Renata comprit qu’il fallait éloigner cette femme des regards indiscrets et parler en privé.

— Sortons dehors.

Ici, il y a trop d’oreilles, — proposa-t-elle doucement.

— Et moi, qu’est-ce que ça peut me faire ? Que tout le monde sache qui tu es vraiment !

Renata ne comprenait pas pourquoi elle se faisait soudainement submerger par un tel flot de négativité.

Jusqu’à présent, tout allait bien, ils discutaient tranquillement du mariage à venir, et maintenant — voilà ce qui se passe.

— Expliquez-moi ce qui se passe ? Pourquoi m’insultez-vous ?

La jeune femme savait que si les gens n’apprenaient qu’une partie de la vérité, ils inventeraient le reste, et alors sa réputation serait irrémédiablement détruite.

— Je vais tout expliquer.

Dans les moindres détails.

Quand mon fils m’a demandé de l’argent pour votre mariage et a promis de me le rendre plus tard, j’ai pensé que vous n’aviez vraiment rien.

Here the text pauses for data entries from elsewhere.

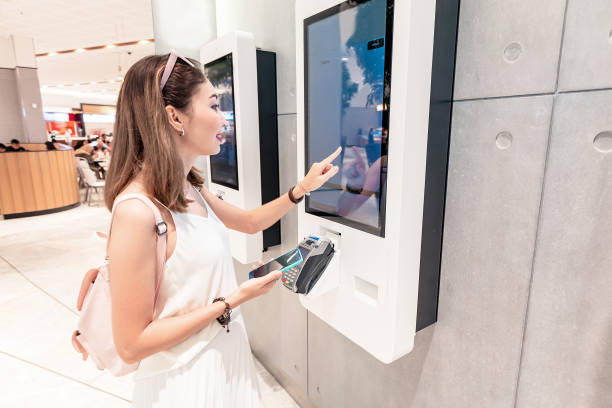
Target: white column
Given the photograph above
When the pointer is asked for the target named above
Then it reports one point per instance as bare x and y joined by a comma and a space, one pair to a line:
183, 26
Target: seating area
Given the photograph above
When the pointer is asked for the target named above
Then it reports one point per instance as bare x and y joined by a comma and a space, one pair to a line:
88, 180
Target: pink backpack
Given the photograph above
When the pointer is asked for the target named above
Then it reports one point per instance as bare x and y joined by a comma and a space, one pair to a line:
94, 336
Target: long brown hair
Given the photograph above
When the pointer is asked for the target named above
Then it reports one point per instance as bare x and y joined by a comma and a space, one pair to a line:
143, 138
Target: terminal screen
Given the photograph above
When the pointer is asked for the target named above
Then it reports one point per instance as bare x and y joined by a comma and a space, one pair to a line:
224, 165
347, 66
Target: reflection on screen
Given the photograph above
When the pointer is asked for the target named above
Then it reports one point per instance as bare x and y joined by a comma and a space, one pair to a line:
224, 165
347, 52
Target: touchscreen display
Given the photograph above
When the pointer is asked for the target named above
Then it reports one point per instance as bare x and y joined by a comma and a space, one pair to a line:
347, 57
224, 165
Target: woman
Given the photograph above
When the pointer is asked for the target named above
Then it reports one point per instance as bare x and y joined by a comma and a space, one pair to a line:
167, 116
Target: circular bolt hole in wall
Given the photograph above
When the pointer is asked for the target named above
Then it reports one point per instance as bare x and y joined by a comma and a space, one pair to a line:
603, 142
512, 52
503, 140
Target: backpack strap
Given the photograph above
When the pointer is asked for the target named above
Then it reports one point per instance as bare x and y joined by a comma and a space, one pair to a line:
161, 228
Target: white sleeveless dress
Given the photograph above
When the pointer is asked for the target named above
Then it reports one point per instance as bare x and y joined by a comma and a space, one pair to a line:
213, 368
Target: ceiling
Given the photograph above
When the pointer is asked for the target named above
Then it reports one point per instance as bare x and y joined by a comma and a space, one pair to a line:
68, 24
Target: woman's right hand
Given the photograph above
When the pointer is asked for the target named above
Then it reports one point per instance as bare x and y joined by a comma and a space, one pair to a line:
251, 288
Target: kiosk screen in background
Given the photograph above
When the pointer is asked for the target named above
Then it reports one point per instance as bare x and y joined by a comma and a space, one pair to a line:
347, 89
224, 165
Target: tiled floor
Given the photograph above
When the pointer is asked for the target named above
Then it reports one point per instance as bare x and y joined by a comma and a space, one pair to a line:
42, 262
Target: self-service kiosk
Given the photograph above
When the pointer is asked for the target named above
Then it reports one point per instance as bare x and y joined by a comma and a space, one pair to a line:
245, 171
376, 77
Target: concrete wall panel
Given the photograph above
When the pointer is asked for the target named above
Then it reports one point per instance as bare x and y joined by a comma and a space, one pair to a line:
508, 47
586, 61
470, 357
567, 358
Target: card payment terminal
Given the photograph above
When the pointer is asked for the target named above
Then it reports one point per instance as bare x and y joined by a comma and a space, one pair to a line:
317, 252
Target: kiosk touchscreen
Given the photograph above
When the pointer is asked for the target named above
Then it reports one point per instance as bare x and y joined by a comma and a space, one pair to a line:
245, 171
375, 77
224, 165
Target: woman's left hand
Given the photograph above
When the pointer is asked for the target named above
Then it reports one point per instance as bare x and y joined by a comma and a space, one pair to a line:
320, 172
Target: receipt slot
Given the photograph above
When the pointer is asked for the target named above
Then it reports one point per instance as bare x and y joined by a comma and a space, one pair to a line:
376, 78
245, 171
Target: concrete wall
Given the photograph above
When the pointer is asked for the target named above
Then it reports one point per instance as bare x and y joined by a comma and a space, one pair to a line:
21, 105
525, 317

Et toi ?! Comment as-tu pu acheter une robe aussi chère ? Quand j’ai vu le prix, j’ai failli m’évanouir !

S’il y a de l’argent, rends-le-moi tout de suite !

Donc, tout ce scandale vient d’une robe de mariée ?

Les collègues, réalisant qu’ils n’entendraient plus rien de croustillant, commencèrent à partir.

On pouvait seulement espérer que cette histoire ne dégénère pas en un scandale monumental.

Renata avait toujours essayé d’être une employée modèle, mais maintenant il était trop tard pour changer quoi que ce soit.

Elle n’aurait probablement pas dû donner son adresse professionnelle à Marina Ivanovna et demander à sa sécurité de la laisser passer.

Qui aurait cru que cette femme viendrait non pas pour féliciter, mais pour accuser ?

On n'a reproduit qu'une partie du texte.